I am using the Librosa library for pitch and onset detection. Specifically, I am using onset_detect
and piptrack
.
This is my code:
def detect_pitch(y, sr, onset_offset=5, fmin=75, fmax=1400):
y = highpass_filter(y, sr)
onset_frames = librosa.onset.onset_detect(y=y, sr=sr)
pitches, magnitudes = librosa.piptrack(y=y, sr=sr, fmin=fmin, fmax=fmax)
notes = []
for i in range(0, len(onset_frames)):
onset = onset_frames[i] + onset_offset
index = magnitudes[:, onset].argmax()
pitch = pitches[index, onset]
if (pitch != 0):
notes.append(librosa.hz_to_note(pitch))
return notes
def highpass_filter(y, sr):
filter_stop_freq = 70 # Hz
filter_pass_freq = 100 # Hz
filter_order = 1001
# High-pass filter
nyquist_rate = sr / 2.
desired = (0, 0, 1, 1)
bands = (0, filter_stop_freq, filter_pass_freq, nyquist_rate)

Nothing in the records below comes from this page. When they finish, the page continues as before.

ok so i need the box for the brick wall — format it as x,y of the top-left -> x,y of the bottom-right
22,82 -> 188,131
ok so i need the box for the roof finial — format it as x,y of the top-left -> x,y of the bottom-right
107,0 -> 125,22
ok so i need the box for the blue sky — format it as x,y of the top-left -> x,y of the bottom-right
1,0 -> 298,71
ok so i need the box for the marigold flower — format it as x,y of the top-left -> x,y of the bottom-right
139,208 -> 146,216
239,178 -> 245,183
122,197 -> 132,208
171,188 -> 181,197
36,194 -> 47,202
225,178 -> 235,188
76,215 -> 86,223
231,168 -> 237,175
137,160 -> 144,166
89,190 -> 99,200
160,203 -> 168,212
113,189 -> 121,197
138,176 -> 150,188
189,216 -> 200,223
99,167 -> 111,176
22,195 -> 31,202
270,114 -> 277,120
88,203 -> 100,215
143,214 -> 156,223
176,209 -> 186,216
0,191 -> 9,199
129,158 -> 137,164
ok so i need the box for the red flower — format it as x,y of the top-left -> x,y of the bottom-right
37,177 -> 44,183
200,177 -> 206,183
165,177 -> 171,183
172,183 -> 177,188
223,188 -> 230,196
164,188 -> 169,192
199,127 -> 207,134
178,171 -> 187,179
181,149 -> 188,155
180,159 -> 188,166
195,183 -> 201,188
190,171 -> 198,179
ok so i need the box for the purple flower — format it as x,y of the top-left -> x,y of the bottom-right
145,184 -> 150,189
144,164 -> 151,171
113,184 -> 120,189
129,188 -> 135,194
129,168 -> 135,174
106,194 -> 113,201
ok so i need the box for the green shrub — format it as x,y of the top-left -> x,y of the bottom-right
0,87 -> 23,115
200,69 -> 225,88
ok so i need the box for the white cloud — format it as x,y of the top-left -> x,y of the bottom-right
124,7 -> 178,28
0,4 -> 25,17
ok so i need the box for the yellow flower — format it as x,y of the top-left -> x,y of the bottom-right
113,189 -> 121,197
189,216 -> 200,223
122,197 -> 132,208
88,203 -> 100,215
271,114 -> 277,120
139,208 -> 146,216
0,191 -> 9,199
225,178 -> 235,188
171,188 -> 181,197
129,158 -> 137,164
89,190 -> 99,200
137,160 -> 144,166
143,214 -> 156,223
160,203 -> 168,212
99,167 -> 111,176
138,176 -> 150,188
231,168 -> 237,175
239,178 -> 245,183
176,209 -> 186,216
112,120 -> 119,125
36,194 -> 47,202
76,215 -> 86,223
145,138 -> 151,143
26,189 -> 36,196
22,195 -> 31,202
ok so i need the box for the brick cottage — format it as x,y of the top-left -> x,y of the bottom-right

filter_coefs = signal.firls(filter_order, bands, desired, nyq=nyquist_rate)
# Apply high-pass filter
filtered_audio = signal.filtfilt(filter_coefs, [1], y)
return filtered_audio
When running this on guitar audio samples recorded in a studio, therefore samples without noise (like this), I get very good results in both functions. The onset times are correct and the frequencies are almost always correct (with some octave errors sometimes).
However, a big problem arises when I try to record my own guitar sounds with my cheap microphone. I get audio files with noise, such as this. The onset_detect
algorithm gets confused and thinks that noise contains onset times. Therefore, I get very bad results. I get many onset times even if my audio file consists of one note.
Here are two waveforms. The first is of a guitar sample of a B3 note recorded in a studio, whereas the second is my recording of an E2 note.
The result of the first is correctly B3 (the one onset time was detected). The result of the second is an array of 7 elements, which means that 7 onset times were detected, instead of 1! One of those elements is the correct onset time, other elements are just random peaks in the noise part.
Another example is this audio file containing the notes B3, C4, D4, E4:
As you can see, the noise is clear and my high-pass filter has not helped (this is the waveform after applying the filter).
I assume this is a matter of noise, as the difference between those files lies there. If yes, what could I do to reduce it? I have tried using a high-pass filter but there is no change.